[llvm] [NVPTX] Update architecture support checks for tcgen05 intrinsics (PR #161519)

Fri Oct 3 13:03:07 PDT 2025

================
@@ -99,6 +99,45 @@ def PrmtMode : Operand<i32> {
 // NVPTX Instruction Predicate Definitions
 //===----------------------------------------------------------------------===//
 
+// Helper predicate to compose multiple predicates.
+class AnyPred<list<Predicate> Preds>
+    : Predicate<"(" #
+                !interleave(!foreach(pred, Preds, pred.CondString),
+                            ") || (") #
+                ")">;
+
+// Checks PTX version and family-specific and architecture-specific SM versions.
+// For example, sm_100{f/a} and any future variants in the same family will match.
+class PTXWithFamilySMs<int PTXVersion, list<int> SMVersions> :
+  Predicate<"Subtarget->getPTXVersion() >= " # PTXVersion #
+            " && Subtarget->hasFamilySpecificFeatures()" #
+            " && (" #
+            !interleave(!foreach(sm, SMVersions,
+                        "(Subtarget->getSmFamilyVersion() == " # !div(sm, 10) #
+                        " && Subtarget->getSmVersion() >= " # sm # ")"),
+                        " || ") #
+            ")">;
+
+// Checks PTX version and architecture-specific SM versions.
+// For example, sm_100{a} will match.
+class PTXWithAccelSMs<int PTXVersion, list<int> SMVersions> :
+  Predicate<"Subtarget->getPTXVersion() >= " # PTXVersion #
+            " && Subtarget->hasArchAccelFeatures()" #
+            " && (" #
+            !interleave(!foreach(sm, SMVersions,
+                        "Subtarget->getSmVersion() == " # sm),
+                        " || ") #
+            ")">;
+
+// Helper predicate to call a subtarget method.
+class callSubtarget<string SubtargetMethod> : Predicate<"Subtarget->" # SubtargetMethod # "()">;
+
+// Composed predicate to check tcgen05.shift instructions support.
+def hasTcgen05ShiftSupport : AnyPred<[
+                                  PTXWithAccelSMs<90, [100, 110, 103]>,
----------------
Artem-B wrote:

I'm not sure I like full enumeration as a general approach. While it does get the job done now, we'll need to keep updating it for every new PTX and SM variant we add.
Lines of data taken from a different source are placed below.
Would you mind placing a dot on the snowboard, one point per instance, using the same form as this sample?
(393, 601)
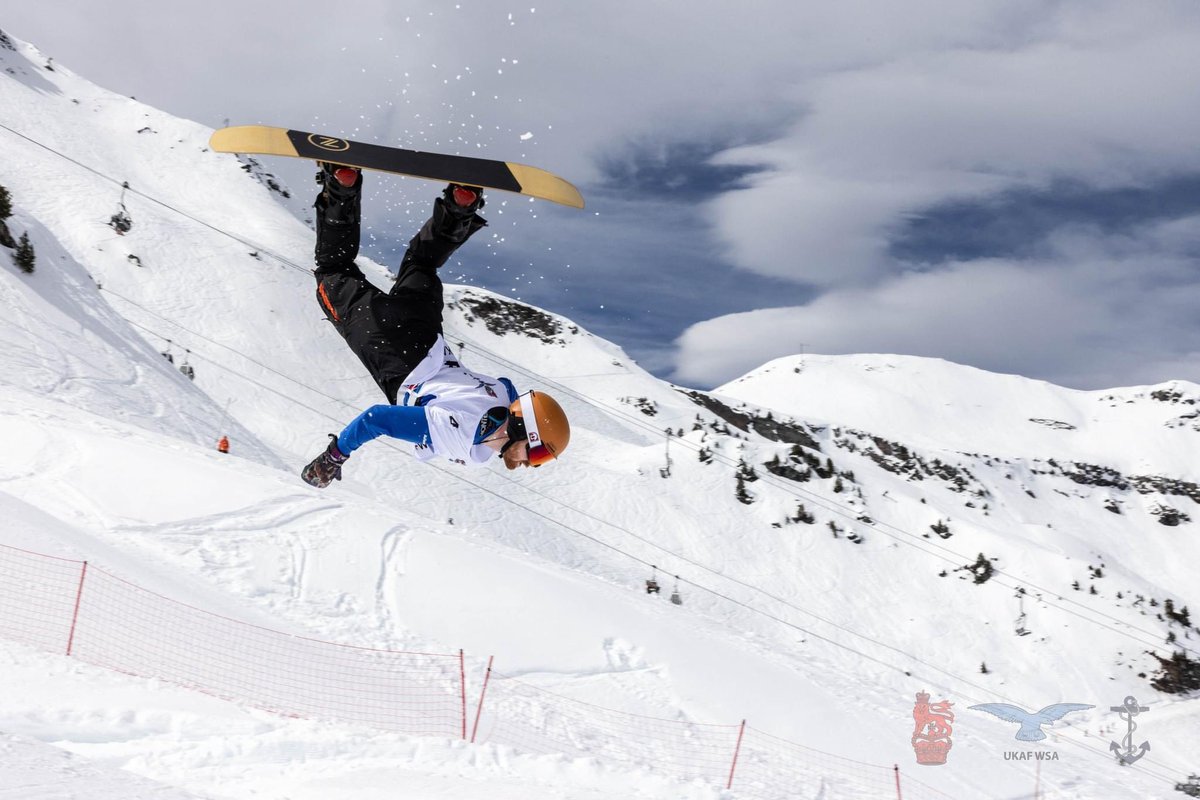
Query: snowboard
(261, 139)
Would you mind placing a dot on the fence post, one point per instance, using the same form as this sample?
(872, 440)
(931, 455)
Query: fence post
(479, 710)
(75, 615)
(462, 681)
(737, 751)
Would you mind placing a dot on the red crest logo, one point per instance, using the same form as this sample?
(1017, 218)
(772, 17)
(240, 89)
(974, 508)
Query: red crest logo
(931, 735)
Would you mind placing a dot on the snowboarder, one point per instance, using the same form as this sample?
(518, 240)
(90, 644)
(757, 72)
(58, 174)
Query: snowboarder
(433, 402)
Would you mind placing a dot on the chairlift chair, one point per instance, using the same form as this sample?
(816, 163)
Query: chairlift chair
(652, 583)
(676, 597)
(186, 368)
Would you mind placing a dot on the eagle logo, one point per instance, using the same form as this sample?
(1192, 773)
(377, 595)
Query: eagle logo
(1031, 721)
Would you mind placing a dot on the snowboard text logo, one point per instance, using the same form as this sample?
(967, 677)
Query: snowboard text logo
(931, 734)
(328, 143)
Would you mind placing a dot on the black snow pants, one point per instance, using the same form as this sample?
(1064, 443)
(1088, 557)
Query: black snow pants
(393, 331)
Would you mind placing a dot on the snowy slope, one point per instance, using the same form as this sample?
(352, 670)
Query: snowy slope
(937, 404)
(805, 630)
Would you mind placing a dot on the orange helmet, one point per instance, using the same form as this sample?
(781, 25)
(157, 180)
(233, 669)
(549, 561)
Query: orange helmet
(539, 419)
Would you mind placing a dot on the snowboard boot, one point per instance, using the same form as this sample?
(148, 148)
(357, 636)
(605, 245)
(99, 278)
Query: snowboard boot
(341, 193)
(325, 468)
(455, 216)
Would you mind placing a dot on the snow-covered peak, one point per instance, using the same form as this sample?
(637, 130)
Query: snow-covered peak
(943, 405)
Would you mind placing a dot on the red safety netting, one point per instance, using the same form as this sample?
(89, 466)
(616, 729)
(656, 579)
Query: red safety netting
(84, 612)
(71, 607)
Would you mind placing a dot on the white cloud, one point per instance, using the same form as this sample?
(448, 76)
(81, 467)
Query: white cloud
(1097, 313)
(875, 112)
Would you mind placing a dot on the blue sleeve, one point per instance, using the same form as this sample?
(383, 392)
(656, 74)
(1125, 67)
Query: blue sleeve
(405, 422)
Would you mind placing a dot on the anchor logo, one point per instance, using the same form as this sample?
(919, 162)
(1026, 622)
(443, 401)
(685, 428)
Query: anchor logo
(1126, 752)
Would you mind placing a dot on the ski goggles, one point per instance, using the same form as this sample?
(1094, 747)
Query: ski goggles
(526, 427)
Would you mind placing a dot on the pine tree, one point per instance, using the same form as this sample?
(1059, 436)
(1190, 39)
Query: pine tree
(24, 257)
(741, 492)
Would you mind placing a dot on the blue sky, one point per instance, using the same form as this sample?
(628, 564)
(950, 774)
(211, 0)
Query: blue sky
(1008, 184)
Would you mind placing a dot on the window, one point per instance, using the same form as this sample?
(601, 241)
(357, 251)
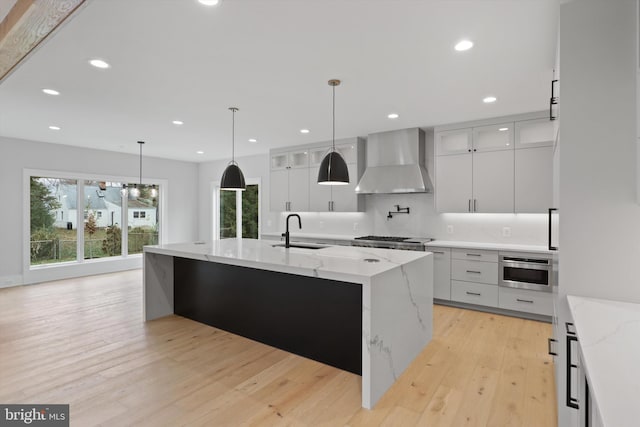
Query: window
(238, 212)
(99, 219)
(144, 219)
(52, 241)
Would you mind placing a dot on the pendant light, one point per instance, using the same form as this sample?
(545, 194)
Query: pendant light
(135, 191)
(232, 177)
(333, 169)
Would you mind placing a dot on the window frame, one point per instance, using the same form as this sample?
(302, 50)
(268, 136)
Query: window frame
(38, 273)
(215, 214)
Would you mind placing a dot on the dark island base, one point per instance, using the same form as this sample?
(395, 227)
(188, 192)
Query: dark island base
(316, 318)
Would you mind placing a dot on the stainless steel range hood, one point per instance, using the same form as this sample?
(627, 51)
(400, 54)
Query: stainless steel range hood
(395, 163)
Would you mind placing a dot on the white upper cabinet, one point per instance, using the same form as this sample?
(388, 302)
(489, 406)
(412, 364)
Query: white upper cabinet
(453, 142)
(294, 178)
(489, 166)
(533, 179)
(349, 153)
(299, 159)
(534, 133)
(289, 181)
(279, 161)
(454, 191)
(493, 138)
(493, 182)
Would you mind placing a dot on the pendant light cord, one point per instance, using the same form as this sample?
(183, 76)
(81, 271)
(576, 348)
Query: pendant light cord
(140, 143)
(233, 134)
(333, 136)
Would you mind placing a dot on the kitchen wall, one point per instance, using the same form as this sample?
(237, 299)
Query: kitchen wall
(599, 216)
(17, 155)
(422, 221)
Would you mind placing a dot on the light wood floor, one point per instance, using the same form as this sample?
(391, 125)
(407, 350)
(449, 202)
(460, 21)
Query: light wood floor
(83, 342)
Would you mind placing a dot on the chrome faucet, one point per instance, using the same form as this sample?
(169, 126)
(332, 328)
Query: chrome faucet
(286, 233)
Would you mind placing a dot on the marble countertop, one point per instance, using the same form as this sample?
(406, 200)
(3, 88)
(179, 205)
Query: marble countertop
(489, 246)
(609, 338)
(345, 263)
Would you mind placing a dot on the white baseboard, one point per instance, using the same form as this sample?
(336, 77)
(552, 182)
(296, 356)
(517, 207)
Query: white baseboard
(10, 281)
(88, 268)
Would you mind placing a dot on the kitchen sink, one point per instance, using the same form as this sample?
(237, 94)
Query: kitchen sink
(301, 245)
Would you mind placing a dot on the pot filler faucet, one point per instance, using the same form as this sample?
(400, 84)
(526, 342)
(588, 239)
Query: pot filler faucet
(286, 233)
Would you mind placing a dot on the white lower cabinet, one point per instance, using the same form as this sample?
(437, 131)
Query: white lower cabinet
(474, 271)
(474, 293)
(536, 302)
(441, 273)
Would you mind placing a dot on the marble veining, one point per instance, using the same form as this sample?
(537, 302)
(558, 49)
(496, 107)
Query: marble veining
(609, 339)
(397, 294)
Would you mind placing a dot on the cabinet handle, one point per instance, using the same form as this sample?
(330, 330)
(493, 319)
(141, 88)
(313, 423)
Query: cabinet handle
(570, 327)
(553, 100)
(572, 402)
(551, 248)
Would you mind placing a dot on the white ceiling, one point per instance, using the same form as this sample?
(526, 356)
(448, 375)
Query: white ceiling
(178, 59)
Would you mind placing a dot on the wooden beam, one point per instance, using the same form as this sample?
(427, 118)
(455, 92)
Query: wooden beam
(29, 23)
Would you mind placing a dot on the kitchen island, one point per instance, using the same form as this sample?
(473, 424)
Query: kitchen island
(339, 305)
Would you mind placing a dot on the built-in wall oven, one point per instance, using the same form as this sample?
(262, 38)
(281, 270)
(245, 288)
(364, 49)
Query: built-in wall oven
(526, 271)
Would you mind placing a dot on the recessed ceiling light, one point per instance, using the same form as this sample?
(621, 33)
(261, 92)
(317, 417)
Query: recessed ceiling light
(463, 45)
(99, 63)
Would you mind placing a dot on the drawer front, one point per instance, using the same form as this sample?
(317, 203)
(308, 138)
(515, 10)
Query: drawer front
(475, 255)
(527, 301)
(475, 271)
(441, 273)
(474, 293)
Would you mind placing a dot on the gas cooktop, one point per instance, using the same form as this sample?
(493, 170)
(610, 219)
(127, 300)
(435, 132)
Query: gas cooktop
(392, 242)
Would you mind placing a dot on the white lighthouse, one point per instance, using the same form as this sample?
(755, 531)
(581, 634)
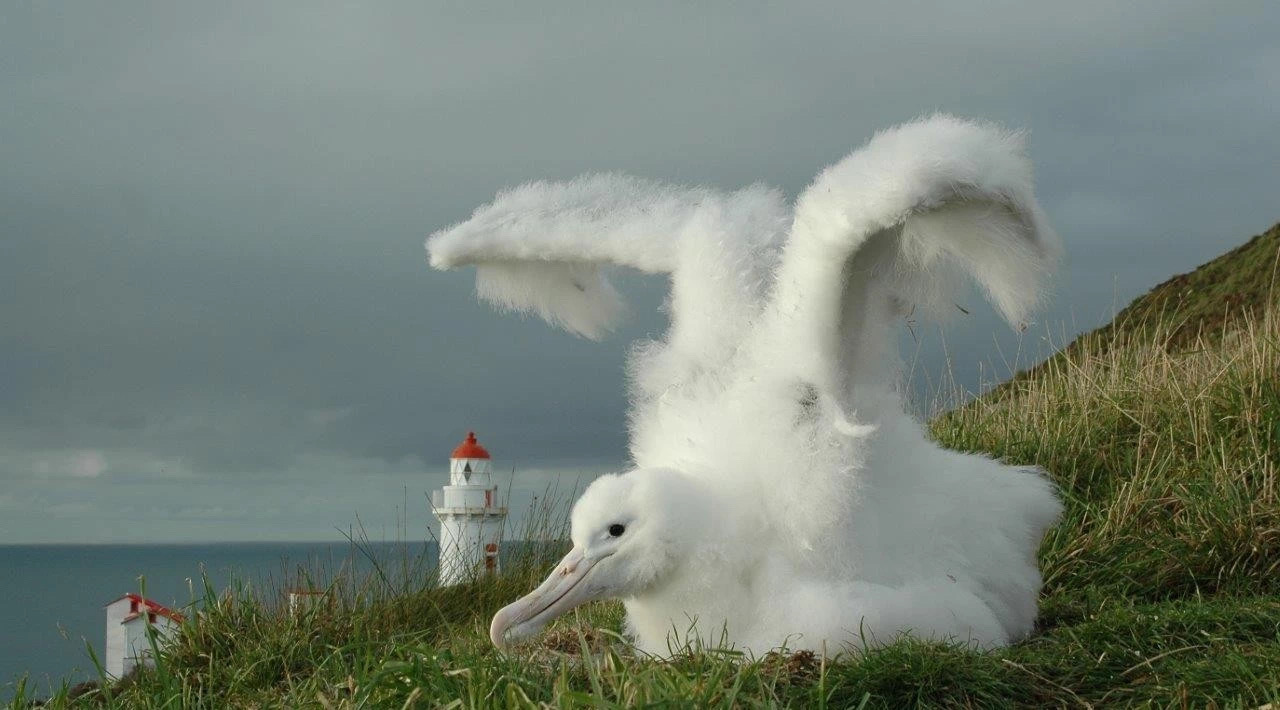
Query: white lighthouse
(471, 520)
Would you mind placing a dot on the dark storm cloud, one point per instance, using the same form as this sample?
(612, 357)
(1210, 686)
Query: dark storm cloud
(211, 215)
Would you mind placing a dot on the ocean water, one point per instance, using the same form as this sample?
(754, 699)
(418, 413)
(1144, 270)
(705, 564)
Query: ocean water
(51, 596)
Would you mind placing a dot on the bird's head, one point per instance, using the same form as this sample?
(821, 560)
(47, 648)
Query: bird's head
(630, 534)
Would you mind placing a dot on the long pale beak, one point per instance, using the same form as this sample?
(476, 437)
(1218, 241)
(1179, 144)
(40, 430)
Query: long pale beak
(565, 589)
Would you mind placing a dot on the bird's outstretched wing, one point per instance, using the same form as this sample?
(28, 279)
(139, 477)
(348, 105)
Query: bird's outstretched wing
(540, 248)
(883, 230)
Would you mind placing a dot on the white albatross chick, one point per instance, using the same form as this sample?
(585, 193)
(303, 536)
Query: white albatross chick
(781, 494)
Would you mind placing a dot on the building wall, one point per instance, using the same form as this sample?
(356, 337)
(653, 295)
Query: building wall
(113, 658)
(462, 544)
(137, 647)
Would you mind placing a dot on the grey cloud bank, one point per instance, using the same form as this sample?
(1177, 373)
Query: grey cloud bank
(216, 316)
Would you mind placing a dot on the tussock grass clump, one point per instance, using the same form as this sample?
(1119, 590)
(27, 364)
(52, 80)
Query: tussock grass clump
(1168, 459)
(1162, 578)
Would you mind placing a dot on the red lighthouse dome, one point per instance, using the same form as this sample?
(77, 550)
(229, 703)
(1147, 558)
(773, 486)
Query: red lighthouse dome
(470, 448)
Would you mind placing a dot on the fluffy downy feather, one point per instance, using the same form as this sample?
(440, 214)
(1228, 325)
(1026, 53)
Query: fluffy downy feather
(812, 508)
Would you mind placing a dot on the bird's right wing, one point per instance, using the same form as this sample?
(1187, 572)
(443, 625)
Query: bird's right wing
(540, 248)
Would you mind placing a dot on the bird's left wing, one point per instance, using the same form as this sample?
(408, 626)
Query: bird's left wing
(881, 232)
(540, 248)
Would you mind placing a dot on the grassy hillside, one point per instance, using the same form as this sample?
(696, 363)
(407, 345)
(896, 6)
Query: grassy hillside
(1162, 581)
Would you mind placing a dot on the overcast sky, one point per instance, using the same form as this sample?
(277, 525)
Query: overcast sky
(216, 321)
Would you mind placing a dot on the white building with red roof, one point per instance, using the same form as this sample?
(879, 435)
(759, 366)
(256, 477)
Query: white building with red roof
(127, 622)
(471, 517)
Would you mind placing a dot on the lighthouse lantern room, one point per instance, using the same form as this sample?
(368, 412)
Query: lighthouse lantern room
(471, 518)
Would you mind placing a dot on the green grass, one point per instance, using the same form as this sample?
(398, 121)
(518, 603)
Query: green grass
(1162, 581)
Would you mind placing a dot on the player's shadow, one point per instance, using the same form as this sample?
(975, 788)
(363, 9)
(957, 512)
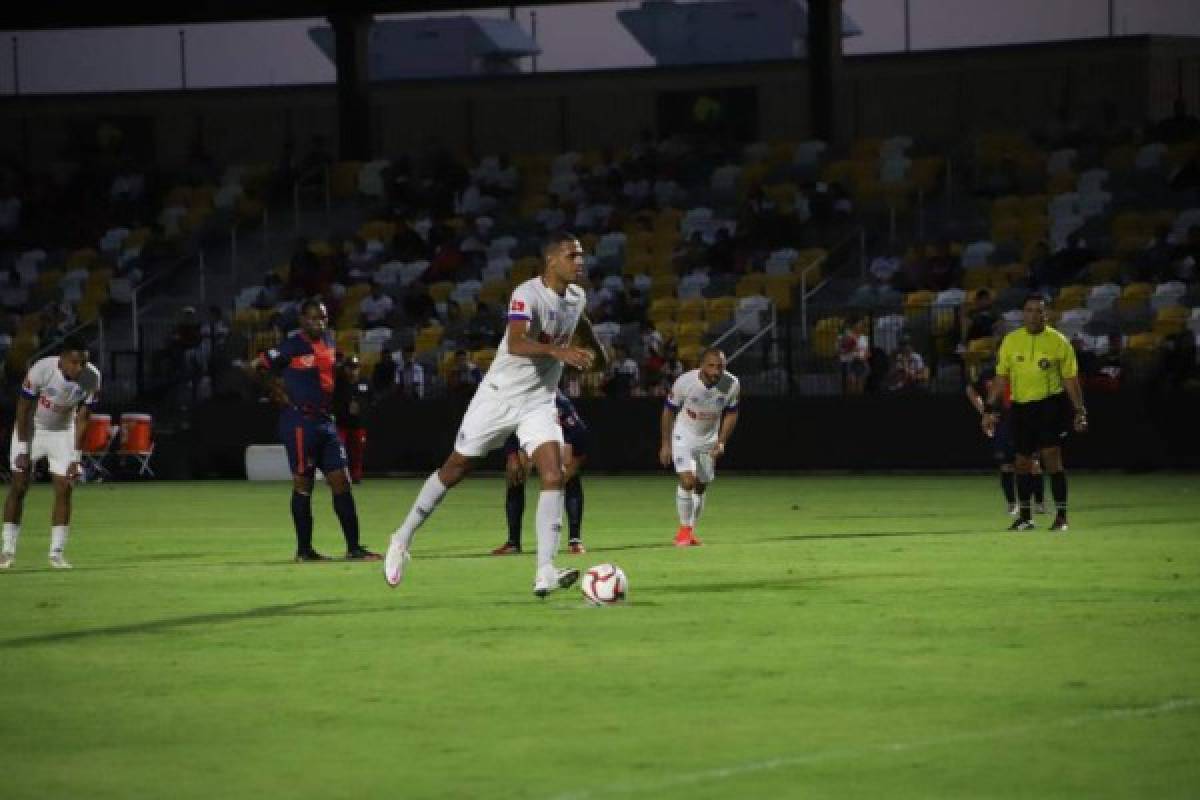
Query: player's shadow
(161, 625)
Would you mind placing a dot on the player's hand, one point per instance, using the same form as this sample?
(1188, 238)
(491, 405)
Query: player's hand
(989, 422)
(574, 356)
(665, 455)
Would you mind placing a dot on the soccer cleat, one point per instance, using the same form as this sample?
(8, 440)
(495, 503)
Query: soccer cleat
(562, 579)
(395, 561)
(361, 554)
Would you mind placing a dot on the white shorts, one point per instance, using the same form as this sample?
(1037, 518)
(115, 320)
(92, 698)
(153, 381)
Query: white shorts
(55, 446)
(694, 456)
(489, 421)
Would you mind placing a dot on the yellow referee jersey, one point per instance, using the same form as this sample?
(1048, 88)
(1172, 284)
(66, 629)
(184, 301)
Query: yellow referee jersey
(1036, 364)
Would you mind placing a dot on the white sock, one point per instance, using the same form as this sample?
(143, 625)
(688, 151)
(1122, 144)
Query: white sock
(697, 505)
(684, 503)
(11, 534)
(427, 499)
(550, 525)
(59, 539)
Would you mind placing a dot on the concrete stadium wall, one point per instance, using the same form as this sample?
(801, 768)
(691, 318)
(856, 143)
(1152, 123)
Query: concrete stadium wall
(937, 96)
(852, 433)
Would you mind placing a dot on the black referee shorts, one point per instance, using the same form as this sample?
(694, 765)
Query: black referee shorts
(1041, 423)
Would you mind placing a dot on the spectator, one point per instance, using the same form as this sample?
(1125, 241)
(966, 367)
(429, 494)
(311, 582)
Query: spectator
(376, 307)
(909, 371)
(412, 376)
(853, 354)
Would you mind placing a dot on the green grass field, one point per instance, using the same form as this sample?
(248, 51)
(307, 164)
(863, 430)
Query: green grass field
(838, 637)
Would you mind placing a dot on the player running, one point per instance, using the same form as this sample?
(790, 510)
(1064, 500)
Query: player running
(300, 377)
(52, 417)
(697, 421)
(516, 469)
(517, 396)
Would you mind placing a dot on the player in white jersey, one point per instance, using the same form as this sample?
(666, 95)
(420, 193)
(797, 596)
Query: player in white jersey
(517, 396)
(52, 416)
(697, 421)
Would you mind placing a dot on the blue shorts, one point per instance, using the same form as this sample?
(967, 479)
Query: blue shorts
(311, 443)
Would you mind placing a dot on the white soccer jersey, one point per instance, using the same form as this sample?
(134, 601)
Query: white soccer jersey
(699, 408)
(552, 319)
(55, 397)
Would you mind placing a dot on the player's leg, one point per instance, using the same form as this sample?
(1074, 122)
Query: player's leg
(60, 521)
(1051, 459)
(13, 505)
(1039, 485)
(573, 497)
(516, 465)
(297, 438)
(547, 457)
(331, 459)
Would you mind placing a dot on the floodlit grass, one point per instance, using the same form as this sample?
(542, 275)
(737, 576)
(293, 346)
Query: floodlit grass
(837, 637)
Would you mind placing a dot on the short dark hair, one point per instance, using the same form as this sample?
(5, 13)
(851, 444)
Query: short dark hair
(556, 240)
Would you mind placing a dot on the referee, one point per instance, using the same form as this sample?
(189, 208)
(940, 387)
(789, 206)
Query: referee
(1038, 364)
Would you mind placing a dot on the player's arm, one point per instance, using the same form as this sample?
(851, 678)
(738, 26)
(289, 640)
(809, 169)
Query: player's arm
(729, 421)
(23, 423)
(588, 336)
(83, 414)
(666, 422)
(521, 344)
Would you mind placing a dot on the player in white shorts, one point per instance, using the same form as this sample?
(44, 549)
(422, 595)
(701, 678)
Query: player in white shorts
(52, 416)
(697, 421)
(517, 396)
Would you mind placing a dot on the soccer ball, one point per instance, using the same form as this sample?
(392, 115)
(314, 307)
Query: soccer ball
(605, 584)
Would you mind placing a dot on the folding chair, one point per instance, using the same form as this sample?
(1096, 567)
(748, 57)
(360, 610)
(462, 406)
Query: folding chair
(137, 440)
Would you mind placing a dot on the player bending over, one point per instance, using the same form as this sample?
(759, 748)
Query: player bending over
(517, 396)
(697, 421)
(52, 416)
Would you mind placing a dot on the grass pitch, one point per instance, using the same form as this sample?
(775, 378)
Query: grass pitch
(837, 637)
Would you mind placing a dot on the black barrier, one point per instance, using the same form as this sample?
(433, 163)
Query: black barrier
(868, 433)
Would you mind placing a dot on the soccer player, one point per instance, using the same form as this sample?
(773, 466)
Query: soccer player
(52, 416)
(697, 421)
(517, 396)
(1037, 364)
(300, 377)
(516, 469)
(1003, 449)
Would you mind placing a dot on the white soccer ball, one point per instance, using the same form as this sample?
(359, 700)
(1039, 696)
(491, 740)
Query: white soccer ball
(605, 584)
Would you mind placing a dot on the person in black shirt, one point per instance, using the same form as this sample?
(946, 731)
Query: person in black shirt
(352, 396)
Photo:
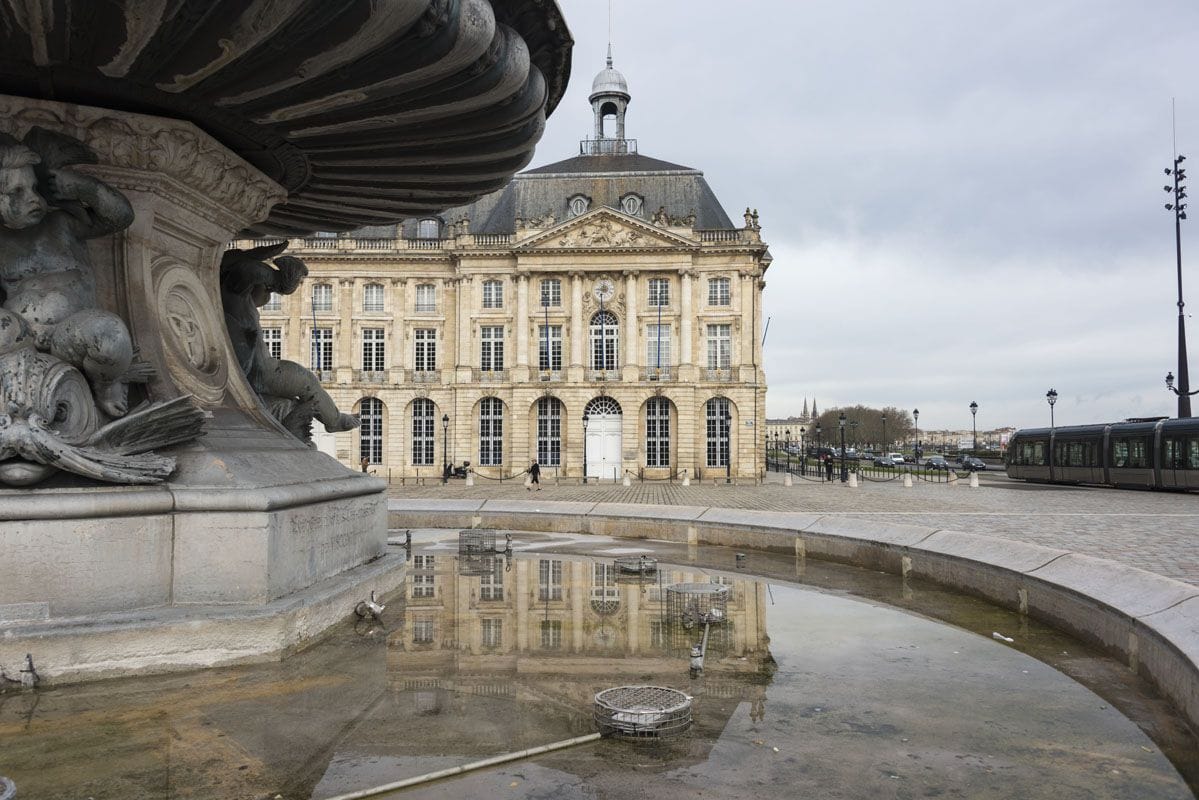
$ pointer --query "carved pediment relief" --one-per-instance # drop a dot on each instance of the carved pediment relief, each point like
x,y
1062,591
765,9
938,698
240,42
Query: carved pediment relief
x,y
604,228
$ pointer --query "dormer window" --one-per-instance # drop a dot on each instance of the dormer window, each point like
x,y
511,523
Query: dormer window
x,y
578,205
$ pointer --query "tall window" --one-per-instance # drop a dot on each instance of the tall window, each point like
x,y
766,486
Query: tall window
x,y
549,432
493,294
550,293
549,348
323,348
371,431
719,346
492,348
604,341
321,296
273,340
373,356
660,293
423,429
428,229
426,299
426,349
718,432
657,432
549,579
657,346
490,432
718,292
372,296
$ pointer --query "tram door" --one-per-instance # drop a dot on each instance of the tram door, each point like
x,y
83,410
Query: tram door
x,y
603,438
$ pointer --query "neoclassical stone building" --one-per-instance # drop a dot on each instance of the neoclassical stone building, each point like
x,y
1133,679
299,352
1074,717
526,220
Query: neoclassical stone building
x,y
601,314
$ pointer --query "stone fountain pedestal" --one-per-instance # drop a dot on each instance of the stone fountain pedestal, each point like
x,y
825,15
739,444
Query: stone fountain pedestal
x,y
257,542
On an optimistic assumption that NVIDIA is not going to rename GPU variants again, we can probably consider sm_101/sm_110 a special case, and figure out how to generalize other instruction availability cases.

Ideally we want to maintain some sort of automatic applicability where we can.

That said, I'm not quite sure where NVIDIA is going with the "accelerated arch" specific instructions. First, they were only for that particular arch, then they actually got supported by other GPU variants, then NVIDIA came up with `f` variant available within the major architecture. Perhaps tcgen05 will never show up in the future generations and we will never need to update these predicates. But I suspect we will need to do so for as long as CUDA versions keep supporting Blackwell, and that's going to be a while.

I think we need to make the check on the first PTX version to be ">=", so it automatically works for the newer PTX versions without us having to add new entries to the list.

https://github.com/llvm/llvm-project/pull/161519